The space complexity of the code is determined by the space used for variables and the space needed for the reversed linked list. Here are the major contributors to the space complexity:

• Variables: The code uses a constant amount of additional space for variables like prev, current, next_node, and result_head. Therefore, the space complexity due to variables is O(1).
• Reversed Linked List: The code reverses the linked list in-place, which means it doesn't create a new linked list. It uses the existing nodes to reverse the order. So, the space complexity for the reversed linked list is O(1) because it doesn't depend on the input size.

Overall, the space complexity of the code is O(1) because it doesn't use additional memory that scales with the input size, except for a constant amount of space for variables.

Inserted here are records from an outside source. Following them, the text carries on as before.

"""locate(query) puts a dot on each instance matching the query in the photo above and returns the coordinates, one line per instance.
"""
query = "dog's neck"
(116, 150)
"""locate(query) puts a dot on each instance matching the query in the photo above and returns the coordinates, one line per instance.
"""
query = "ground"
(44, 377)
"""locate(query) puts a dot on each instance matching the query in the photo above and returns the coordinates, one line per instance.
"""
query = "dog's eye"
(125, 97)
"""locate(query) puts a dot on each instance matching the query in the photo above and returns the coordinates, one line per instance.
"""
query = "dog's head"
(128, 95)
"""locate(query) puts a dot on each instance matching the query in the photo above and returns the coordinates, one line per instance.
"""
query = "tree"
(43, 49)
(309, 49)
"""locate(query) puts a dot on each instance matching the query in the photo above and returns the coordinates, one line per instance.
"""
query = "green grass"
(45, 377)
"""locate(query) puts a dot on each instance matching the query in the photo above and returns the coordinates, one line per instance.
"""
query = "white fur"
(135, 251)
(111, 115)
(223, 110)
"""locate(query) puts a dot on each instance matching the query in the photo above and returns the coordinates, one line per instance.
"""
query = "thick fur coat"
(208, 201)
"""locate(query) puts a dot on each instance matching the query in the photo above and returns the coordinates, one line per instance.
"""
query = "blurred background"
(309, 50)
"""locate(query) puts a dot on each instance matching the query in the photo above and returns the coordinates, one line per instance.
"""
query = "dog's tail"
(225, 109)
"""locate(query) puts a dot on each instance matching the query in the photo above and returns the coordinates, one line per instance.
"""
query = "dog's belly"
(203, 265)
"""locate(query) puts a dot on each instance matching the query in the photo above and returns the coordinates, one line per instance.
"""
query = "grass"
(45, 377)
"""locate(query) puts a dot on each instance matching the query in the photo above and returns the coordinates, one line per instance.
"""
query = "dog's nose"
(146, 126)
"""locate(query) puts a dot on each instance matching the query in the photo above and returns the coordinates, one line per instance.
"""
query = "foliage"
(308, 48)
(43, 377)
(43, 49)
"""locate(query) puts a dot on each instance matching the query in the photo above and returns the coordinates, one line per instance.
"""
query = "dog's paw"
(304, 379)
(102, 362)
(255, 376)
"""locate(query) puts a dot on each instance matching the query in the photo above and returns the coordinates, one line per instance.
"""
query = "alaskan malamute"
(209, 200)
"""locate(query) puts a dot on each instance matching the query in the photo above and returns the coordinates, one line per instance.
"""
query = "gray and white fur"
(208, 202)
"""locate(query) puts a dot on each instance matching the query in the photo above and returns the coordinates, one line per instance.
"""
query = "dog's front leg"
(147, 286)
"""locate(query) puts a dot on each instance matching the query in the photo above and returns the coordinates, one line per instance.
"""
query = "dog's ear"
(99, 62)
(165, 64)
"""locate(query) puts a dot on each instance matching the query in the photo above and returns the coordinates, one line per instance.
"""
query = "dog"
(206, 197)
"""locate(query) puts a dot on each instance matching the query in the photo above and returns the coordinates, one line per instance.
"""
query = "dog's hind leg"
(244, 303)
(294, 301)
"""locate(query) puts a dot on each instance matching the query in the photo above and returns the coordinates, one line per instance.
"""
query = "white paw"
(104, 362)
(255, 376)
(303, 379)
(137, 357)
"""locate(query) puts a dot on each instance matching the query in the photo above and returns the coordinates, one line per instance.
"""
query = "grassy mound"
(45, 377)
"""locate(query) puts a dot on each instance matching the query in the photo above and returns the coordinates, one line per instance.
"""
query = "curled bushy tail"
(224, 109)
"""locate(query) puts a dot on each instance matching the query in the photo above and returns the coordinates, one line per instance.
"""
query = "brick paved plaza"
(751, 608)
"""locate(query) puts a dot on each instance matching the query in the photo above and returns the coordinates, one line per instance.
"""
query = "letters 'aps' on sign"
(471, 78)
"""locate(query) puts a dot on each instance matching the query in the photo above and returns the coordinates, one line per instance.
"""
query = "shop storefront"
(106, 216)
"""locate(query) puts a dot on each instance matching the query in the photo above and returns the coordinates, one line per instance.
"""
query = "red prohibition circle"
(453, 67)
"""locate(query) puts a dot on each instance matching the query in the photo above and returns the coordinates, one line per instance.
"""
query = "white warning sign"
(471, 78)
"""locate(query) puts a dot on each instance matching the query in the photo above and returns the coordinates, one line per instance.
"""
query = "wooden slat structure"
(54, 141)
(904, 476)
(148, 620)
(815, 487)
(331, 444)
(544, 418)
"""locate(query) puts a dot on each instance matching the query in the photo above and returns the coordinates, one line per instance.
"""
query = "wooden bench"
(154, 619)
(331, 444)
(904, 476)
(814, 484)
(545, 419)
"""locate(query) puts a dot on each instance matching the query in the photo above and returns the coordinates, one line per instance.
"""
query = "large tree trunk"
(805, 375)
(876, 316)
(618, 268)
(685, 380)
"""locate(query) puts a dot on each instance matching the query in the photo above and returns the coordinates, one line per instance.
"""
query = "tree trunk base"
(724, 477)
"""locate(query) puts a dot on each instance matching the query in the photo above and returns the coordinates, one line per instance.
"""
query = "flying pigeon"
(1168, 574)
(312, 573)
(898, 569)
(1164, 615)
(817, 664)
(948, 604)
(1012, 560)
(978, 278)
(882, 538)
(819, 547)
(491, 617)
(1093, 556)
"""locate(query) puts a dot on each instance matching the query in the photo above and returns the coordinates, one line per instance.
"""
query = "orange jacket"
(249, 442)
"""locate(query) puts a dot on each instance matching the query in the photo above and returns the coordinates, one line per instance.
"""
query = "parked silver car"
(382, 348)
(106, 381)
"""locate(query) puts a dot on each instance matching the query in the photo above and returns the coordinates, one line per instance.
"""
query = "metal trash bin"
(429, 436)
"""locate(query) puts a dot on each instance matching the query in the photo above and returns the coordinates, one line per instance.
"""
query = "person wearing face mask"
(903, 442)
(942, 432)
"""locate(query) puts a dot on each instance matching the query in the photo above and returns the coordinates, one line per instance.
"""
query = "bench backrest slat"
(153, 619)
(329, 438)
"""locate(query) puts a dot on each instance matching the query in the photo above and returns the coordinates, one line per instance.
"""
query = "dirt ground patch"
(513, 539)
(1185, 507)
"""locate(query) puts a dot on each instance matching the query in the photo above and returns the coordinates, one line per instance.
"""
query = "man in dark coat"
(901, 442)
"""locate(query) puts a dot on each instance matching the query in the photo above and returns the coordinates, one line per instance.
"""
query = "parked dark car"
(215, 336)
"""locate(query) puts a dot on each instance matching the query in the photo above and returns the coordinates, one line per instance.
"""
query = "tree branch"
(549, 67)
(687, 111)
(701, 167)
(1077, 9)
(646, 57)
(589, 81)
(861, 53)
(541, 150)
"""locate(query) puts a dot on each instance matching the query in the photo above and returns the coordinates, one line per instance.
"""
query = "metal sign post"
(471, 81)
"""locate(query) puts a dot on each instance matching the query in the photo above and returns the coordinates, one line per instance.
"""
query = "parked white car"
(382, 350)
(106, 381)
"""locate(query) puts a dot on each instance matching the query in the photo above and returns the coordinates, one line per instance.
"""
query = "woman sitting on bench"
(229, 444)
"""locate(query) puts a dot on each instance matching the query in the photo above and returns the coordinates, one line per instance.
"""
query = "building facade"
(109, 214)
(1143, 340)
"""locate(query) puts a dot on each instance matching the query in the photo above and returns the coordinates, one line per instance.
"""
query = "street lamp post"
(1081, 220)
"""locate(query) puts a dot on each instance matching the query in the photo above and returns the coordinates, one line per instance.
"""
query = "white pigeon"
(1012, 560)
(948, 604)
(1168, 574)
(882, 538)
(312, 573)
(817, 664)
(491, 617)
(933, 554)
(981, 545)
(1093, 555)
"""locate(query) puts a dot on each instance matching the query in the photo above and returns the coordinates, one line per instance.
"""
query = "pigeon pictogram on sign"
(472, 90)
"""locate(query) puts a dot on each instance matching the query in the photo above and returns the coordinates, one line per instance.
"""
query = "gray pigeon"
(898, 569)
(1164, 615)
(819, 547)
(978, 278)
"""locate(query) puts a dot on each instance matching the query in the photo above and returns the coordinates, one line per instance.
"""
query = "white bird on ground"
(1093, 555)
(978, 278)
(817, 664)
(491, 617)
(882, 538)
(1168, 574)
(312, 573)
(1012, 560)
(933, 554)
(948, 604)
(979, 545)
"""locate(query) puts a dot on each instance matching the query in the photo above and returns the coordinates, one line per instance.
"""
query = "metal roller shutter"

🔟ALTERNATE APPROACH(From GFG Editorial)

💡Intuition

The idea is that by reversing the linked list, we can start from the least significant digit and propagate the carry (if any) during the addition operation. If the carry still exists at the end of the list traversal, we add an additional node to represent the carried digit.

🧑🏻💻Implementation

1. Reverse Method: This method takes a Node representing the head of a linked list as input and reverses the order of the linked list. It uses a classic iterative approach to reverse the list. It maintains three pointers: prev, current, and next.The loop continues until current becomes null.Inside the loop, the next pointer is used to temporarily store the reference to the next node, then the current. next pointer is redirected to point to the previous node (prev), and finally, prev and current are updated to move forward in the list.After the loop, the method returns the new head of the reversed linked list, which is the last node visited (prev).
2. addOne Method: This method takes a linked list representing a non-negative integer (each node contains a digit of the integer) and adds one to the integer.The method first reverses the linked list using the reverse method to simplify the addition process. Reversing the list makes it easier to process digits from right to left. It initializes a carry variable to 1, which represents the value to be added.The method then iterates through the reversed list, adding 1 to the value of each node's data.If the resulting value is less than 10, the method immediately reverses the list back and returns it.If the value becomes 10 or more, the data of the current node is set to 0, and the carry is propagated to the next iteration.If the end of the list is reached and there is still a carry, a new node with a value of 1 is added to the end of the list to represent the carried digit.Finally, the method reverses the list again and returns the new head.

class Solution:    
    def reverse(self,head):
    # this function reverses the linked list
        prev = None
        current = head
        next = head.next
        
        while current is not None:
            next = current.next       # storing next node
            current.next = prev       # linking current node to previous
            prev = current            # updating prev
            current = next            # updating current
        
        return prev
    
    def addOne(self,head):
        head = self.reverse(head)   # reversing list to make addition easy
        
        current = head
        carry = 1
        
        while(carry):
            current.data += 1         # adding one to current node
            
            if current.data < 10:
                return self.reverse(head)
                # if no carry we can reverse back list and return it
            else:
                current.data = 0
                # else we continue with taking carry forward
            
            if current.next is None:
                break
                # if end of list, we break from loop
            else:
                current = current.next
                # else we move to next node
        
        current.next = Node(1)        # adding new node for the carried 1
        return self.reverse(head)        

⌛Complexity 

Time complexity : O(n),As we make three passes, two for reversing the list and one for adding, where N is the total number of nodes in the linked list.

Space complexity:  O(1), This will not cost any memory space.